American democracy has had a rough go of it lately, but there was a lot to celebrate in Tuesday’s midterm elections. In the middle of one of the most culturally fractious and politically toxic periods in the nation’s history, tens of millions of Americans of all races, classes and creeds came together as political equals, to cast ballots and decide the future course of the country.
The best part was that voters showed up — energized by outrage at the Trump presidency or by zeal for it. From Nevada to Texas, from Florida to Maine, turnout numbers blew past those of recent midterm elections, even with blustery and wet weather consuming most of the eastern United States.

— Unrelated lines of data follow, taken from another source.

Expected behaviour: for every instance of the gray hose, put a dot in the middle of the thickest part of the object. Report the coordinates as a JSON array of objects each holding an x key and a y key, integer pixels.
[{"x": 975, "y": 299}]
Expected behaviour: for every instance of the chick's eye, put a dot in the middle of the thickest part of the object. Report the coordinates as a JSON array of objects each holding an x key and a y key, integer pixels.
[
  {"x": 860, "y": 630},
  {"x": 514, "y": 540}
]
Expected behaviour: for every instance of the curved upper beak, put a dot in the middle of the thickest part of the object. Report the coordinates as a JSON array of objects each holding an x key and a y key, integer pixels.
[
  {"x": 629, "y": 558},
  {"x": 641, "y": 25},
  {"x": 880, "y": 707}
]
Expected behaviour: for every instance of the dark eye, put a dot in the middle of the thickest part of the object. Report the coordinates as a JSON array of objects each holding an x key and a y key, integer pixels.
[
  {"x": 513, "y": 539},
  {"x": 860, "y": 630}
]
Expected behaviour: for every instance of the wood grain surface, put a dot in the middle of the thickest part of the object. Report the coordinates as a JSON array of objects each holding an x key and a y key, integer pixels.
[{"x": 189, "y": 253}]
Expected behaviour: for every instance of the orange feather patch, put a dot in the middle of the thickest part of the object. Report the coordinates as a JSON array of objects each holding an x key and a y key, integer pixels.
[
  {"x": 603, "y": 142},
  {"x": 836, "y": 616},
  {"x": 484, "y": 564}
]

In places that offered early voting, 39 million voters cast ballots before Tuesday — nearly half again as many as did so in 2014. Young people — who have been notoriously bad at showing up to the polls — turned out in record numbers.
These were encouraging signs of the health of American democracy. But one didn’t have to look far to find a good deal of sickness.
Dozens of polling places in key areas opened late, including in Porter County, Ind., and Harris County, Tex., home to Houston. After an Indiana judge ordered the affected precincts there to extend voting hours to compensate for lost time, lawyers for the Republican Party fought back, asking that any ballots cast after the original 6 p.m. deadline be counted as provisional, potentially opening up thousands of ballots to challenge.
Across New York City, voters waited for hours as electronic ballot scanners broke down, jammed by two-page, rain-soaked ballots. At the Brooklyn Public Library, every scanner malfunctioned, and voters began using the emergency ballot box. Brad Lander, a member of the City Council, described the scene at his precinct as a “mosh pit.” It was yet another display of staggering official incompetence and disrespect for voters in this supposedly progressive city.
At an elementary school in Snellville, Ga., a Democratic suburb of Atlanta with a large minority population, hundreds of people waited more than four hours after voting machines stopped working. The culprit? Missing power cords. Many voters gave up and left.
“We’ve been trying to tell them to wait, but people have children,” one voter told The Associated Press. “People are getting hungry. People are tired.”
Georgia has no shortage of electoral problems, of course, including a secretary of state, Brian Kemp, who set the rules — and is counting the ballots — for the same governor’s race in which he ran as the Republican candidate. Mr. Kemp has repeatedly injected partisan politics into a job that should be nonpartisan. Last weekend he accused Democrats, without any evidence, of hacking into the state’s voting systems. He has also targeted minority voters in a race in which his Democratic opponent, Stacey Abrams, would be the nation’s first black female governor. He suspended the registrations of 53,000 Georgians, a vast majority African-American, for even minor typos. And he has pursued multiple voter-fraud investigations into turnout efforts aimed at minority communities.
On Tuesday, the average wait time in parts of the state was three hours, and poll hours were extended at some locations. At least the state offered more than two weeks of early voting, which a record 2.1 million Georgians took advantage of. No such luck in New York, where Gov. Andrew Cuomo and state lawmakers have failed repeatedly to pass even the most obvious electoral reforms that are now sweeping the rest of the country. From early voting (adopted in 37 states) to automatic voter registration to same-day registration to no-excuse absentee ballots — there are plenty of proven ways to make voting easier if you really want to.
Instead, New York’s lawmakers remain trapped in the last century, leaving their voters stuck and stewing in endless lines. Now legislators have an opportunity, at last, to show these long-suffering citizens some respect. Doing that in New York, and in the other electorally benighted parts of America, is vital to preserving democracy and the public trust it depends on to work.